PPM - The Spectre of PPM Failure and Knowing When to Abandon a Project
- Project management
July 23, 2014 |
6 min read
- Project management
Project managers - by their very nature - generally don't start a new project without an underlying belief that their project will be a success.
However, what should sit alongside this optimism at the outset of a project is an equal dose of realism and a willingness to ask challenging and uncomfortable questions about the project's potential failure. As unpalatable as that is, it's a fact that some projects don't work - and this can sometimes be observed long before a project's scheduled end point. A report by the UK's National Audit Office into the reasons Government projects were prone to failure highlighted the issue of "endemic over-optimism" which undermined their "potential to succeed".

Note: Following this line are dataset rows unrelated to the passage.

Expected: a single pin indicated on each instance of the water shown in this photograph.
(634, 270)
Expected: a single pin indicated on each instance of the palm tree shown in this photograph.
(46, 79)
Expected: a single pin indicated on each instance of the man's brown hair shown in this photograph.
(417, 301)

Best practice guidance insists that, at the initiation of a project, there is an assessment of how the undertaking supports the organization's objectives and analyses the impact of its potential failure. The guidance goes on to discuss what makes a project successful in the eyes of the organization and how an experienced board should identify the missing pieces from a project plan right at the beginning.
What are the criteria for project success?

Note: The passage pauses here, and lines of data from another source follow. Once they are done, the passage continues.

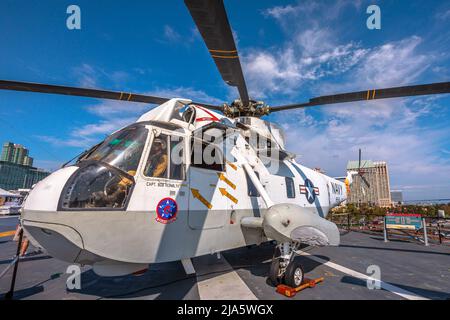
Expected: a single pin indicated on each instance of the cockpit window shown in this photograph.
(166, 158)
(122, 149)
(97, 186)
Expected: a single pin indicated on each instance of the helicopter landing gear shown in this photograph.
(284, 269)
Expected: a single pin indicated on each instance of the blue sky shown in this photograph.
(290, 51)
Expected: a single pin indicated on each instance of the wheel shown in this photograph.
(274, 272)
(294, 274)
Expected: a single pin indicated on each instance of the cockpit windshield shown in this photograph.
(122, 149)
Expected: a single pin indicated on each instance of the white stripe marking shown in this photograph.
(386, 286)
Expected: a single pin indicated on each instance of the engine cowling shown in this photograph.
(290, 222)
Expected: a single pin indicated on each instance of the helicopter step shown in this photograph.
(188, 266)
(285, 269)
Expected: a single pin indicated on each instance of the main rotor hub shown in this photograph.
(238, 109)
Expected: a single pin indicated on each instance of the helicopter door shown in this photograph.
(208, 201)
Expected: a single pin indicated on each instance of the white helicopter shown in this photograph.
(127, 203)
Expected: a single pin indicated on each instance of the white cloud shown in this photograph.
(114, 115)
(170, 34)
(392, 130)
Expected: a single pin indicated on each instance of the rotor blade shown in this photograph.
(83, 92)
(375, 94)
(211, 19)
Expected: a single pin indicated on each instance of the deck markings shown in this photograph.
(225, 286)
(384, 285)
(7, 234)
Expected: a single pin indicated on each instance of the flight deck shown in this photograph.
(408, 270)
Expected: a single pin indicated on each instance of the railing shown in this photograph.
(438, 229)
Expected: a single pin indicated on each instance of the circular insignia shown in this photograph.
(166, 211)
(310, 193)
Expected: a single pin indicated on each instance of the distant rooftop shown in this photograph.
(353, 165)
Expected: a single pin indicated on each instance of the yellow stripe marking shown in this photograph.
(224, 51)
(225, 57)
(225, 193)
(7, 234)
(232, 165)
(196, 194)
(226, 180)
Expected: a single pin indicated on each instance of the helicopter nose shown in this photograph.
(42, 223)
(45, 195)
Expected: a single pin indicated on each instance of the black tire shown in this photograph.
(294, 274)
(274, 271)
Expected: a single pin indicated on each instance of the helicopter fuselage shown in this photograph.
(194, 209)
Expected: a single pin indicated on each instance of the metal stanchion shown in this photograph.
(439, 232)
(10, 293)
(425, 235)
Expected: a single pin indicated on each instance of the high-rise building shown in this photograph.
(397, 197)
(16, 153)
(376, 174)
(7, 152)
(16, 168)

The simplistic view of what constitutes project success is "completion"; we got through it and we delivered something. But is the thing delivered what you wanted? Is it fit for purpose? Has it met the cost parameters agreed at the start? Four out of five projects don't deliver exactly what was promised and there needs to be a review at the end of the project that examines fully the cost, benefits, and quality of the output and whether any changes that were made to the project plan are acceptable.
Can a project flourish amid failure in time, cost or quality?
The traditional view of a successful project is that it achieves all of the following: delivered within the agreed timescale, on budget and meeting a desired level of quality.
However, it's not always a guaranteed formula: London's Tower Bridge is a good example of a project that failed on time and cost but excelled in quality. No-one could have predicted that it would work as an end-product, but it did. London's Millennium Dome didn't deliver on its original intended purpose - and was regarded a failure - but is now a successful building.
Nevertheless, the potential fall-out from missing any one of the time/cost/quality criteria very much depends on the type of project. Preparations for any Olympic Games couldn't fail on time; in pharmaceutical manufacturing, drug quality is paramount, therefore time and cost can afford to slip. It's necessary to apply the test for how far a project can deviate from its original tolerances in order to be judged a success.
In terms of pulling the plug on a project, it's easier to evaluate the time and cost elements for failure and as soon as the associated tolerances are broken the issue should be escalated immediately to the project board and executive. Assessing a failure of quality is a trickier task, but there should be a quality management strategy and quality criteria in place. Is it a lack of quality in the processes or the product? Whichever it is, the endgame should be about concluding whether or not the project should progress.
Project termination and its different terminologies
Projects can be halted for a number of reasons, and there are several technical terms that describe the differences:
A delayed start, as the name implies, might be the end of the project before it even gets going, especially if the delay affects the viability of the business case. But once a project is underway, slippage can happen; based on costs escalating and time slipping out of control. This needs to be monitored constantly throughout the project as some of the original considerations may make the project unviable as it progresses. If, at some point, project suspension is deployed, the prospect of re-starting the project is, consequently, founded on a fundamentally negative business case. Availability of sufficient budget and resources will dictate whether it's worth starting the project again.
"Pulling the plug" - abandoning a project
The decision to abandon a project is one for the board and is normally informed by a project's increased costs, inadequate quality, overrun time and absence of benefits.
What the board needs to have is comprehensive information from the project to make the decision and that should have included lots of "red flag triggers" along the way. This is easier when the signs of project failure are more extreme and less so when the project problems are more marginal.
There has to be a clear understanding of the consequences of not continuing with the project and, in some cases, there could be a strategic advantage to persisting with it. For example, if the project is part of an overall programme the board may decide to continue with the individual project because it fits into a bigger, and necessary, picture.
With project best practice frameworks such as PRINCE2® there is a governance structure in which decision makers are tasked with reviewing the viability of projects at every stage and ensuring that that board remains informed. And there are defined, control mechanisms that specify the information needed to make the decision about whether a project lives or dies. Project plans will often include decision points for the early stages of a project that will facilitate termination so that resources can be redirected to other projects that present a greater chance of success. And the best practice frameworks are more than theoretical; rather a set of best practice tools based on the real experience of project managers in the field.
Altogether, it provides a sound approach when confronting the unsavoury, but sometimes genuine, prospect that a project is doomed.